Per una città come Milano, lontana dalla costa ma centralissima nelle reti economiche del Paese, questo significa più di quanto sembri. Il capoluogo lombardo è un nodo decisivo per finanza, servizi avanzati, progettazione e manifattura: competenze che possono sostenere la filiera marittima, dalla tecnologia per la navigazione alla logistica, fino ai sistemi per la sostenibilità e l’efficienza energetica. L’indotto del mare, infatti, non resta confinato sulle banchine.
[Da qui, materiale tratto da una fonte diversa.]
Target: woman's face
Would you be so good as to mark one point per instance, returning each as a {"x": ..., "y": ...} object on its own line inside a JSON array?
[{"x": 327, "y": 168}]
In un momento dell’anno in cui molti milanesi cercano un equilibrio tra lavoro, caldo e vacanze brevi, la blue economy ricorda anche quanto il turismo costiero e la mobilità estiva siano parti di un’economia più ampia. Porti, collegamenti, servizi di accoglienza e attività ricreative generano valore e occupazione, ma chiedono anche pianificazione e investimenti per reggere i cambiamenti climatici e la pressione dei flussi stagionali.

La sostenibilità è l’altro pilastro indicato da OsserMare. E non è un dettaglio. La crescita del comparto, infatti, passa sempre più dalla capacità di ridurre l’impatto ambientale, proteggere gli ecosistemi e usare meglio energia e materie prime. È una sfida che riguarda il mare, ma anche le città che lo alimentano con competenze, servizi e domanda di innovazione. Milano, con il suo ecosistema di imprese e ricerca, può giocare un ruolo importante su tecnologie e modelli di sviluppo più responsabili.

Il quadro che emerge è quello di un’economia resiliente, che continua a espandersi ma chiede nuove regole del gioco: investimenti, formazione, digitalizzazione e attenzione all’ambiente. In un’estate in cui il tema della qualità della vita pesa più del solito, la blue economy mostra come crescita e sostenibilità possano andare nella stessa direzione.